US-Verfassungsgericht erlaubt Staaten, Transfrauen vom Frauensport auszuschließen
Das US-Verfassungsgericht hat entschieden: Staaten dürfen Transfrauen vom Frauensport ausschließen. Die Entscheidung betrifft 27 Staaten und gilt als schwerer Schlag für Transgender-Rechte.
Das US-Verfassungsgericht hat eine große Entscheidung getroffen. Staaten dürfen Transfrauen vom Frauensport ausschließen.
Das Urteil erging am Dienstag, 30. Juni. Das Gericht unterstützte zwei Staaten: West Virginia und Idaho. Die Fälle hießen West Virginia v B.P.J. und Little v Hecox.
Diese Entscheidung ist ein großer Rückschlag für Transgender-Rechte. Viele LGBTQ+-Organisationen sind tief besorgt. Sie sagen, das Urteil schadet jungen Trans-Athletinnen.
Das Verfassungsgericht schützt nun ähnliche Verbote in 27 weiteren Staaten.
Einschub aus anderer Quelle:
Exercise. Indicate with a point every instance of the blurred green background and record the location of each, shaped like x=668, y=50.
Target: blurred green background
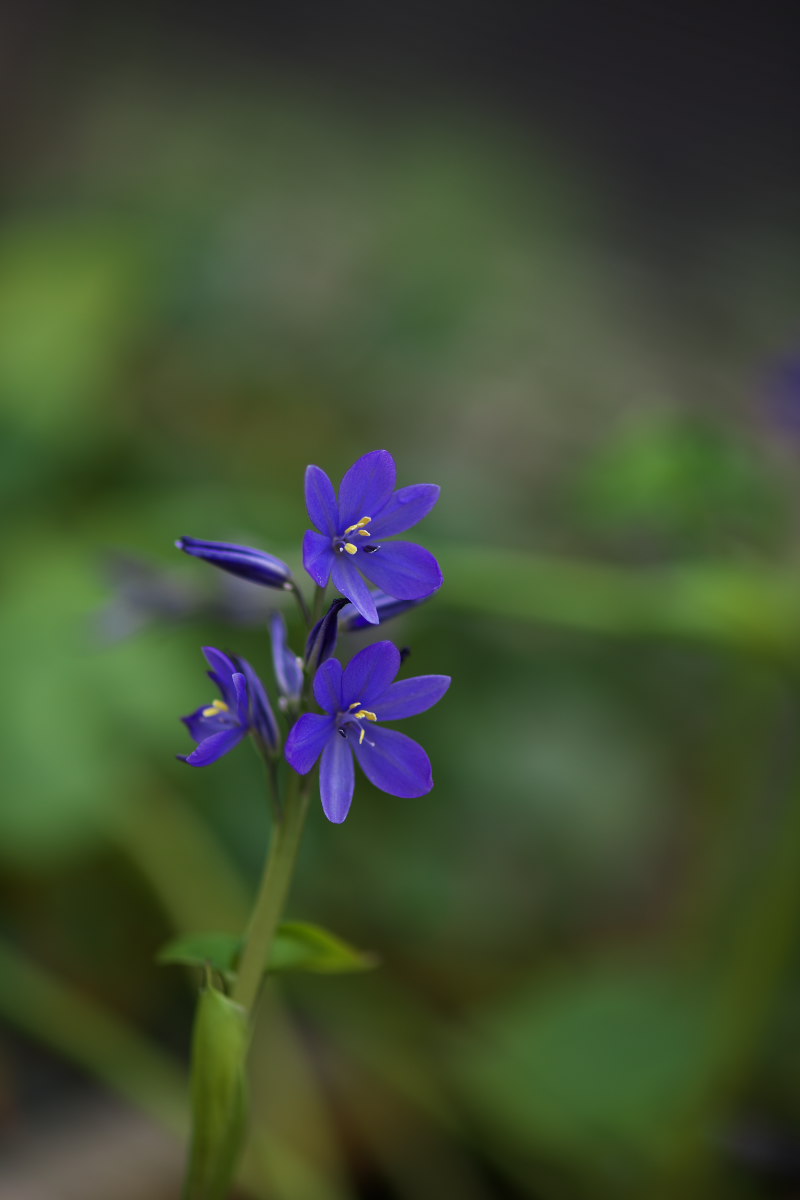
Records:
x=216, y=269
Das bedeutet: Mehr Transfrauen könnten nicht mehr konkurrieren. Sie dürften keine weiblichen Sportteams nach ihrer Geschlechtsidentität betreten.
Befürworter der Verbote wollen Fairness im Frauensport schützen. Sie argumentieren: Transfrauen haben körperliche Vorteile. Kritiker widersprechen dieser Sicht stark.
LGBTQ+-Aktivisten sagen: Die Wissenschaft ist nicht so einfach. Transfrauen mit frühem Übergang haben keinen klaren Vorteil. Viele medizinische und Sportorganisationen unterstützen Trans-Athletinnen.
Der Fall B.P.J. ist besonders emotional. Sie ist ein junges Transmädchen aus West Virginia. Sie wollte nur in der Schul-Crosslauf-Mannschaft der Mädchen laufen. Ihr Fall ging bis zum Verfassungsgericht.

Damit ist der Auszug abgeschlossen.